Updated: Jan 14, 2022



I just wrote a blog about selling books for the Flint Area Writers blog. Really, it was about selling my own books, and how uncomfortable that can be. (Read that blog here). But also, it was about Impostor Syndrome. Yes. I said it.

I have that. A lot.

So much so that I don't feel qualified to even write about it, but here we are.

For example, I have two friends that are also writers, that I inadvertently and constantly measure myself by. They are both full-time writers. One has come to this after years of working at a job that she hated. She is very productive. For the first year that she wrote full-time, she put out a book a month.

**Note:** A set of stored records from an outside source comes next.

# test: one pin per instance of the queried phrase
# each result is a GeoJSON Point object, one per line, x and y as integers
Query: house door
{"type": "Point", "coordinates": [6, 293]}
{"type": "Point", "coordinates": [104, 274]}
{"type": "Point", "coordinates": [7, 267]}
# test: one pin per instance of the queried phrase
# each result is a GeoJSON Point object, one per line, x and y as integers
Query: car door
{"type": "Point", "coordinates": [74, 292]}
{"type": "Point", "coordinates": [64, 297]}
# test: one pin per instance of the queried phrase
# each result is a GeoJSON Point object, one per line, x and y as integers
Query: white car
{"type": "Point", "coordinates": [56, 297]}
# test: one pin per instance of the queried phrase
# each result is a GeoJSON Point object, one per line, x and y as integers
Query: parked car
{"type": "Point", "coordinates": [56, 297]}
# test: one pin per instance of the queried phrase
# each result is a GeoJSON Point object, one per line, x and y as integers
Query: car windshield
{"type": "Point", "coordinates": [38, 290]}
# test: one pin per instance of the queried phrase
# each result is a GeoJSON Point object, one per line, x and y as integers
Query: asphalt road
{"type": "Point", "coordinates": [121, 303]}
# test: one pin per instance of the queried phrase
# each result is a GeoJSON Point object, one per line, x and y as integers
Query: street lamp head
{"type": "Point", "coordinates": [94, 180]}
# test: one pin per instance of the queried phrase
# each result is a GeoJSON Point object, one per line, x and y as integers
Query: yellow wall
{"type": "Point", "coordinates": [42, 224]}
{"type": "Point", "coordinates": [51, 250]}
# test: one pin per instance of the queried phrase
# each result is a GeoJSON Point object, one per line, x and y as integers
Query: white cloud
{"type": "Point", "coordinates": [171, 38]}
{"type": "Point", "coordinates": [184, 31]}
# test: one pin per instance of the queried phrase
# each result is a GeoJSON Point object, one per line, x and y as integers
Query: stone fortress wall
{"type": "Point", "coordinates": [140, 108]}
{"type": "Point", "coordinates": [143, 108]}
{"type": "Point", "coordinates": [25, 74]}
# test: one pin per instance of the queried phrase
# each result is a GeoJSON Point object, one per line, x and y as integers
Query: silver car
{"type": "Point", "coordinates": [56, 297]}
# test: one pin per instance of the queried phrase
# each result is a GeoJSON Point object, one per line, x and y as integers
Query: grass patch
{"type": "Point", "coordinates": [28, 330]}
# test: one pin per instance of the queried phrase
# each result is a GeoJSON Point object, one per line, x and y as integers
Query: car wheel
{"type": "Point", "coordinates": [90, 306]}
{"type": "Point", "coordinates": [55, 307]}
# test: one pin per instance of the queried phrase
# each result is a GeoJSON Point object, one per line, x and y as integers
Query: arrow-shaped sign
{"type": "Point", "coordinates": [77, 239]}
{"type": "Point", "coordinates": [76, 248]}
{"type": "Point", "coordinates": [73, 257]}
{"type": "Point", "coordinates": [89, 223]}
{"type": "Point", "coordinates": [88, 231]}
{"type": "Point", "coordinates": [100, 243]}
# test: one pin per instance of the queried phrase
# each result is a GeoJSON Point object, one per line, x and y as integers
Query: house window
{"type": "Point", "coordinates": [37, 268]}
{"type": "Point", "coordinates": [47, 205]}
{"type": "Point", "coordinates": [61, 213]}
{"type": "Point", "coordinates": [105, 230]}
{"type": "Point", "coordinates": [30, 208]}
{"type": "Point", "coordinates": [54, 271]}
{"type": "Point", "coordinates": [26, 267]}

She's also an expert at attracting an audience online.

My other friend writes slower but has spent years building a solid platform from which to sell books. She lectures, she writes non-fiction, she teaches classes.

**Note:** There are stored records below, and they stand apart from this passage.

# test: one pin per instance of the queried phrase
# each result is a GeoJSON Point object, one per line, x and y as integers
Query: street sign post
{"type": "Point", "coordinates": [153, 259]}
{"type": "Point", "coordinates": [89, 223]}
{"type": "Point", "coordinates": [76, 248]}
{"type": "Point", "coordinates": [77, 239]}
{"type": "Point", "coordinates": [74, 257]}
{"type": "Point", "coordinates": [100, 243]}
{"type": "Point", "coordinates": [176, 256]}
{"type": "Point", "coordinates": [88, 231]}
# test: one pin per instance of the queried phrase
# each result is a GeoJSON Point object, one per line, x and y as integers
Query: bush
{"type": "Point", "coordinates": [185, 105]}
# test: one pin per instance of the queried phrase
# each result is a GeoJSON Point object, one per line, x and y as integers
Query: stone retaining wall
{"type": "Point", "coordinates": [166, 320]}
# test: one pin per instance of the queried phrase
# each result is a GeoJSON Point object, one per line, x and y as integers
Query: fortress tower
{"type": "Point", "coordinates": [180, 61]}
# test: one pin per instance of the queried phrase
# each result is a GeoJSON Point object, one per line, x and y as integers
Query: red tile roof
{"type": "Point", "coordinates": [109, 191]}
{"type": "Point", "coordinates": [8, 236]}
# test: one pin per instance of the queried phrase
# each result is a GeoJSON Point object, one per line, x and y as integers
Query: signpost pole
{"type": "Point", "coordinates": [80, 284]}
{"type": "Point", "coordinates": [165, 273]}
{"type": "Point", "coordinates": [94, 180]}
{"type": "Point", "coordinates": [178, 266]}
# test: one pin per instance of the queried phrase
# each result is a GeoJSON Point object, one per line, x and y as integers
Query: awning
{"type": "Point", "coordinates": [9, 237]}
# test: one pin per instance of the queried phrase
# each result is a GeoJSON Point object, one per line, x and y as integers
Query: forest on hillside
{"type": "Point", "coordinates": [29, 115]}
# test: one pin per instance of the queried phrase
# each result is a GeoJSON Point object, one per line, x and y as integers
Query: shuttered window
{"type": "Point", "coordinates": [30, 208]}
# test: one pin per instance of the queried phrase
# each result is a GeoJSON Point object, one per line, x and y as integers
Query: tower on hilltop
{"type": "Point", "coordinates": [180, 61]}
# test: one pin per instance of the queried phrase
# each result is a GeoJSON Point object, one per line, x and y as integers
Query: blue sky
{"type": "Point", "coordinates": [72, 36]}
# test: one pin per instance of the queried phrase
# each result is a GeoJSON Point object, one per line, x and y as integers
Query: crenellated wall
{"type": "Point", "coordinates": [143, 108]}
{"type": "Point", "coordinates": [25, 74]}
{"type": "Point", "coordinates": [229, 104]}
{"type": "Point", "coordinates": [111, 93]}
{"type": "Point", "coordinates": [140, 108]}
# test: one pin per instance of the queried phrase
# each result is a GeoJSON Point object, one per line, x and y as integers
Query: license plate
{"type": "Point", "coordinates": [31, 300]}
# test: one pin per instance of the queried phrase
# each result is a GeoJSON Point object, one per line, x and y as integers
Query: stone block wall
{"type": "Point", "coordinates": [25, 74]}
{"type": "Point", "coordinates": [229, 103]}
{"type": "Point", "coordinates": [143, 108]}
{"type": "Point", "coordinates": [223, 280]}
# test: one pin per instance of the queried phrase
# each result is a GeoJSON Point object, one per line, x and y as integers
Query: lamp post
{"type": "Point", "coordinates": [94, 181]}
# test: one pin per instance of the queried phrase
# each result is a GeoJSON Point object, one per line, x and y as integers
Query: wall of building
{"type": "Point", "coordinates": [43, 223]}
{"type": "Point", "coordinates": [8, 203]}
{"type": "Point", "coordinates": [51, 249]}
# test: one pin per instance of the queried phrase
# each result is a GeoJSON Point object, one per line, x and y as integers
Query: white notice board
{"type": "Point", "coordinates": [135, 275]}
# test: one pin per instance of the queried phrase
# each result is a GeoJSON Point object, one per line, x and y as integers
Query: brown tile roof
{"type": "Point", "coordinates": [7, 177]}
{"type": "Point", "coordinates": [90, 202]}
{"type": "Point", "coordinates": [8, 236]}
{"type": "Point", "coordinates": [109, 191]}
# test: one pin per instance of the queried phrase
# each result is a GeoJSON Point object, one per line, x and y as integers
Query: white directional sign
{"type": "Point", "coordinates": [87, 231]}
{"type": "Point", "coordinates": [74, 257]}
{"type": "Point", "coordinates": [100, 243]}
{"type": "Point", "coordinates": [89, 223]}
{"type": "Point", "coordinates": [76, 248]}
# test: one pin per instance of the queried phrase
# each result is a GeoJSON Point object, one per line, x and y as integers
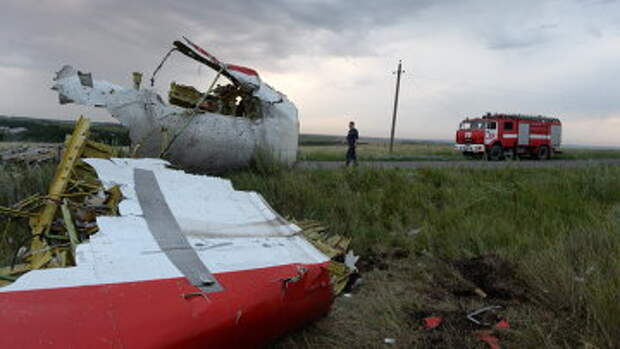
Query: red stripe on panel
{"type": "Point", "coordinates": [255, 307]}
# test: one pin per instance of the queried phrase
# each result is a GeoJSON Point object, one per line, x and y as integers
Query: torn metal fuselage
{"type": "Point", "coordinates": [193, 138]}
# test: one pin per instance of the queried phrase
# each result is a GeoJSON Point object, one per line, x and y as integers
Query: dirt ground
{"type": "Point", "coordinates": [406, 301]}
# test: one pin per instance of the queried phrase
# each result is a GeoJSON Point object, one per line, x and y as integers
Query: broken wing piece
{"type": "Point", "coordinates": [74, 86]}
{"type": "Point", "coordinates": [190, 262]}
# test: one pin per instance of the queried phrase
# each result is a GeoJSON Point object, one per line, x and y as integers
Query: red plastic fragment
{"type": "Point", "coordinates": [488, 338]}
{"type": "Point", "coordinates": [432, 322]}
{"type": "Point", "coordinates": [502, 324]}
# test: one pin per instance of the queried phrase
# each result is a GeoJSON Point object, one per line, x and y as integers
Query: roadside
{"type": "Point", "coordinates": [461, 164]}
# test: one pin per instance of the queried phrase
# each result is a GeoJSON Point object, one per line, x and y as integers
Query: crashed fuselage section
{"type": "Point", "coordinates": [225, 127]}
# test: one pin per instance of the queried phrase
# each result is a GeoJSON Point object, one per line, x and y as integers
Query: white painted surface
{"type": "Point", "coordinates": [209, 141]}
{"type": "Point", "coordinates": [230, 231]}
{"type": "Point", "coordinates": [534, 136]}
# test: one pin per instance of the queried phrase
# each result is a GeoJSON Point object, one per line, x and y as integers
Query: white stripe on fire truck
{"type": "Point", "coordinates": [540, 137]}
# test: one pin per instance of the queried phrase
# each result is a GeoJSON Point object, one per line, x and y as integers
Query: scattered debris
{"type": "Point", "coordinates": [31, 153]}
{"type": "Point", "coordinates": [146, 238]}
{"type": "Point", "coordinates": [471, 315]}
{"type": "Point", "coordinates": [488, 337]}
{"type": "Point", "coordinates": [389, 340]}
{"type": "Point", "coordinates": [227, 126]}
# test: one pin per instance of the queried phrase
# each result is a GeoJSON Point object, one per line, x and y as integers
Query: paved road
{"type": "Point", "coordinates": [461, 164]}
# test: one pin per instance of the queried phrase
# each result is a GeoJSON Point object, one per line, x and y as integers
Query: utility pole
{"type": "Point", "coordinates": [398, 72]}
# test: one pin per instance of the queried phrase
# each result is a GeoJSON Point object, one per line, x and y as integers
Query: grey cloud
{"type": "Point", "coordinates": [244, 30]}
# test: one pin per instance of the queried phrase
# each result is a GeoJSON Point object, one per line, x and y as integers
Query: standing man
{"type": "Point", "coordinates": [352, 137]}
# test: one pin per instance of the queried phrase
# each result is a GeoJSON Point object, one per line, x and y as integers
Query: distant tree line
{"type": "Point", "coordinates": [55, 131]}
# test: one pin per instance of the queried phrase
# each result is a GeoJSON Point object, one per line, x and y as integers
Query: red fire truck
{"type": "Point", "coordinates": [497, 136]}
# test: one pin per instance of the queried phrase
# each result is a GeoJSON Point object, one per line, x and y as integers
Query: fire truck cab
{"type": "Point", "coordinates": [497, 136]}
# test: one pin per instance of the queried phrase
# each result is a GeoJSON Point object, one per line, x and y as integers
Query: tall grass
{"type": "Point", "coordinates": [425, 152]}
{"type": "Point", "coordinates": [560, 227]}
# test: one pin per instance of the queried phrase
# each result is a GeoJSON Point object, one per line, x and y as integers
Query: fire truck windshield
{"type": "Point", "coordinates": [472, 125]}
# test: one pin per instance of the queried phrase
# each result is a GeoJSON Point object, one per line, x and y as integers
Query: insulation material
{"type": "Point", "coordinates": [195, 139]}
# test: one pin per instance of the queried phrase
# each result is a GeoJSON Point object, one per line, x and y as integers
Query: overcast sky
{"type": "Point", "coordinates": [334, 59]}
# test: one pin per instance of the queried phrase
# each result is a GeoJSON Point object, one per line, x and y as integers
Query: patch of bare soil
{"type": "Point", "coordinates": [424, 302]}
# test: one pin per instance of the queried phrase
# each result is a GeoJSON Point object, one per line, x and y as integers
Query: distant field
{"type": "Point", "coordinates": [55, 131]}
{"type": "Point", "coordinates": [544, 244]}
{"type": "Point", "coordinates": [430, 151]}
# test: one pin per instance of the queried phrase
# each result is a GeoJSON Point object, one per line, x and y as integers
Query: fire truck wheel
{"type": "Point", "coordinates": [543, 153]}
{"type": "Point", "coordinates": [495, 153]}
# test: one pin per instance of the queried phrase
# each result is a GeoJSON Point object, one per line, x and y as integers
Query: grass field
{"type": "Point", "coordinates": [550, 237]}
{"type": "Point", "coordinates": [543, 244]}
{"type": "Point", "coordinates": [425, 152]}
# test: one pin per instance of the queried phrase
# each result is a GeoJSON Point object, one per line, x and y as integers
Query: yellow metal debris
{"type": "Point", "coordinates": [73, 185]}
{"type": "Point", "coordinates": [334, 246]}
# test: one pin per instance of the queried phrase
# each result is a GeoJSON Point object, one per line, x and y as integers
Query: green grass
{"type": "Point", "coordinates": [560, 228]}
{"type": "Point", "coordinates": [425, 152]}
{"type": "Point", "coordinates": [380, 152]}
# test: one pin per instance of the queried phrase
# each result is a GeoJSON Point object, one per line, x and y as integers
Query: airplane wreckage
{"type": "Point", "coordinates": [225, 127]}
{"type": "Point", "coordinates": [131, 253]}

I find that I fall somewhere between the two. I write slowly. My stories meander into their plots. And they both leave me in the dust with their understanding of marketing.

If I can't produce a novel a month, then am I even a real writer?

If I can't write, teach classes, give lectures on things that people are interested in, AM I EVEN A REAL WRITER?

I tell myself that everyone feels this way, at some point or another. Sure, we all come to our writing differently. Sure some of us can write things that have more appeal, maybe? How can I write more efficiently? HOW CAN I WRITE SOMETHING THAT PEOPLE WANT TO READ?? WHY AM I DOING THIS??

Right. That was my monkey mind talking, as Natalie Goldberg would say. I try not to listen to it.

Sometimes I even succeed.

Look. I love my stories. I even love my writing. It's taken me a while to actually admit that though. My generation of girls was expected to be demure. It wasn't really lady-like. We were not taught to accept compliments unless they were about our appearance. It's a steep learning curve, but I keep trying to get out of my own way and write the things, trust that people are out there, waiting for my words. And believe that I am, in fact, even a real writer.